Our purpose of making sure payments systems work well for people and business means we have to balance a wide range of effects often including ones on investment, innovation and economic growth. Our chief economist, Matthew Cherry, explains the value of cost benefit analysis in our decision-making
In 2023, over £100 trillion flowed through the UK payments infrastructure.
These payments are essential for the functioning of the economy, and appropriate, proportionate regulation is core to ensuring payments support growth and meet the needs of people and businesses.
We are committed to further sharpening our focus on competition and innovation, and supporting economic growth and cost benefit analyses (CBAs) are an important tool we use to help us identify the impacts of potential regulatory interventions – assessing the positive change they make.
We use CBAs where they are valuable to our decision making – not just when they are required by law.
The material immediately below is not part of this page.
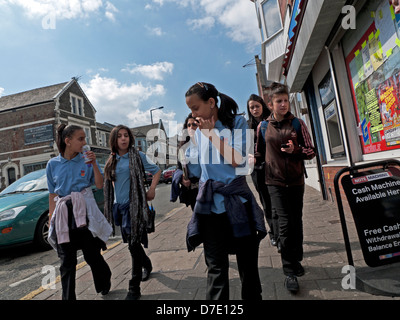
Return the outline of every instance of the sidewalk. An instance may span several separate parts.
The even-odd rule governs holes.
[[[248,180],[249,181],[249,180]],[[249,183],[252,190],[253,184]],[[256,193],[255,193],[256,194]],[[257,195],[257,194],[256,194]],[[256,197],[258,199],[258,195]],[[204,300],[206,265],[203,247],[187,252],[186,226],[190,208],[177,203],[177,208],[156,225],[156,232],[149,235],[146,249],[153,263],[150,279],[142,282],[141,300]],[[343,289],[342,268],[347,255],[341,224],[335,203],[322,200],[321,194],[306,187],[304,197],[304,260],[305,275],[298,278],[300,291],[290,294],[283,286],[284,276],[280,255],[269,239],[260,243],[259,270],[264,300],[399,300],[389,296],[372,295],[355,289]],[[351,219],[351,217],[350,217]],[[356,268],[365,266],[354,231],[354,223],[347,222]],[[355,247],[355,248],[353,248]],[[94,290],[89,266],[83,264],[77,271],[76,294],[78,300],[123,300],[127,294],[131,275],[131,259],[126,244],[118,243],[104,253],[112,271],[112,286],[108,295]],[[230,298],[240,300],[240,279],[235,257],[230,258]],[[27,297],[30,300],[60,300],[61,283],[56,289],[39,289]]]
CBAs help us make evidence-based decisions
It is important that our decisions are evidence-based and use sound analysis to support world-leading payment systems.
As confirmed in our January 2025 Strategy Update, we want competition and innovation to deliver accessible, convenient, secure, trusted and value for money services that meet people’s and businesses’ needs.
CBAs already help us in this mission, and they will continue to do so. They:
- help us formulate and identify problems
- provide a framework for articulating why and how our intervention might help improve on existing outcomes (that is, create more benefit than cost overall)
- can aid more effective and transparent consultation, and support engagement with stakeholders.
CBAs in themselves can’t provide the answer: they won’t on their own identify the best option.
We use CBAs to assess the scale and direction of different types of impact, taking account of the inevitable risks and uncertainties. They highlight trade-offs and are a way of assessing the likelihood of positive impacts if we act compared to if we do not.
There are challenges and limitations to applying CBAs: importantly some impacts cannot be quantified. There’s well-established best practice on some of the methodological challenges to CBAs (for example in HM Treasury’s Green Book), but there is often no clear right or wrong approach.
But the structure of a CBA still helps. For example, even if benefits cannot be quantified, understanding whether relatively small or large changes would be required for them to outweigh costs is important.
Need for transparency and accountability
Following our consultation in September 2024, we published our final Statement of Policy on our cost benefit analysis framework.
We’d like to thank all stakeholders, especially the FCA CBA Panel, for their input and contributions.
The document establishes some key principles that guide our general approach to CBAs: why and how we carry out CBA.
The FCA CBA Panel, which we’re required to engage with (in some cases by statute) was established in June 2024.
We welcomed the Panel’s creation and our engagement with it has been valuable and constructive.
We strongly believe that the transparency in our Statement of Policy - and external expert advice the Panel can give - will help us improve our CBAs, and in the Panel’s first interim annual report, it was positive about our general approach.
We’re currently considering how to implement its recommendations and look forward to continuing our engagement.
Our approach is flexible and will need to evolve and adapt
Our statement of policy on CBA is a principles-based framework, providing our high level approach.
We think these principles will remain relatively stable over time, but expect to supplement our policy statement with shorter, more targeted and complementary material. These will reflect evolving best practice and also set out our approach on more detailed areas of methodology.
For example, the FCA CBA Panel has already recommended we develop a clear policy on how CBAs reflect our statutory objectives and regulatory principles.
Our framework will also be a strong foundation for us to reflect and act on stakeholder feedback (including from the FCA CBA Panel) which we might receive.
To be effective, our interventions need to be well evidenced, transparent and clear about how outcomes will be improved for those making and receiving payments.
CBAs are an important tool that help us do this.
We would very much welcome ongoing stakeholder feedback and engagement on the issue of CBAs. We’re always interested to hear your reflections, ideas and concerns.